Download or read book Dilemmas of Desire written by Deborah L. TOLMAN and published by Harvard University Press. This book was released on 2009-06-30 with total page 272 pages. Available in PDF, EPUB and Kindle. Book excerpt: Be sexy but not sexual. Don't be a prude but don't be a slut. These are the cultural messages that barrage teenage girls. In movies and magazines, in music and advice columns, girls are portrayed as the object or the victim of someone else's desire--but virtually never as someone with acceptable sexual feelings of her own. What teenage girls make of these contradictory messages, and what they make of their awakening sexuality--so distant from and yet so susceptible to cultural stereotypes--emerges for the first time in frank and complex fashion in Deborah Tolman's Dilemmas of Desire. A unique look into the world of adolescent sexuality, this book offers an intimate and often disturbing, sometimes inspiring, picture of how teenage girls experience, understand, and respond to their sexual feelings, and of how society mediates, shapes, and distorts this experience.

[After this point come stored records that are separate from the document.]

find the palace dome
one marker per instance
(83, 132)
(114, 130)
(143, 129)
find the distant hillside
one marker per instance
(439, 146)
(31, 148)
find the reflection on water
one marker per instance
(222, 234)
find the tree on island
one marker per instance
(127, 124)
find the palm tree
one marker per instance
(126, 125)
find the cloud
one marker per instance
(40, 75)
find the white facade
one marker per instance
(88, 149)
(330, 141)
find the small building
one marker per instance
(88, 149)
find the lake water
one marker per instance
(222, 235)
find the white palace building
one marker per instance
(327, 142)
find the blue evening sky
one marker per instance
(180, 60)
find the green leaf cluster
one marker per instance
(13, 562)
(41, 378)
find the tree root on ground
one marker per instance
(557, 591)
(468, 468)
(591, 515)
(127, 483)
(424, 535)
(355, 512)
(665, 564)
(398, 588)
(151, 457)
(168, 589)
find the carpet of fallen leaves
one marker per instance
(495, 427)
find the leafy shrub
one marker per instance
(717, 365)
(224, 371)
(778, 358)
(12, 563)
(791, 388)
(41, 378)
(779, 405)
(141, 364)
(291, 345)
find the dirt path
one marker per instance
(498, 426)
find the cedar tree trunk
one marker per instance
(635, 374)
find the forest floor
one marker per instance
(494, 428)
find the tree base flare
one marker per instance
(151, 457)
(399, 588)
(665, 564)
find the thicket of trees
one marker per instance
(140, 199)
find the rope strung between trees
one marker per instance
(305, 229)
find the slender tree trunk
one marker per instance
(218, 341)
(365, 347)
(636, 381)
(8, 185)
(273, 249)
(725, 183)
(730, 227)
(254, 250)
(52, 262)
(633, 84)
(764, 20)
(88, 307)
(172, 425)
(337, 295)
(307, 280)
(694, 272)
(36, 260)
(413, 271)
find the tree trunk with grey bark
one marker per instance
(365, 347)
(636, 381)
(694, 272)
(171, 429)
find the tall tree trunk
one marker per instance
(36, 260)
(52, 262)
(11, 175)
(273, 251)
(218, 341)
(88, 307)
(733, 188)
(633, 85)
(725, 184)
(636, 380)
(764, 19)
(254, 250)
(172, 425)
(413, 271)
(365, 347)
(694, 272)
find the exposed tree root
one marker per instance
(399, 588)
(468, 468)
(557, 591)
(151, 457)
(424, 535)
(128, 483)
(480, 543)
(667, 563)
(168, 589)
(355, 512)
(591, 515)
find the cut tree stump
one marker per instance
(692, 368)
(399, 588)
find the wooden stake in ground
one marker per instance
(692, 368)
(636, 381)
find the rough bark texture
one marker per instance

In extensive interviews, we listen as actual adolescent girls--both urban and suburban--speak candidly of their curiosity and confusion, their pleasure and disappointment, their fears, defiance, or capitulation in the face of a seemingly imperishable double standard that smiles upon burgeoning sexuality in boys yet frowns, even panics, at its equivalent in girls. As a vivid evocation of girls negotiating some of the most vexing issues of adolescence, and as a thoughtful, richly informed examination of the dilemmas these girls face, this readable and revealing book begins the critical work of understanding the sexuality of young women in all its personal, social, and emotional significance.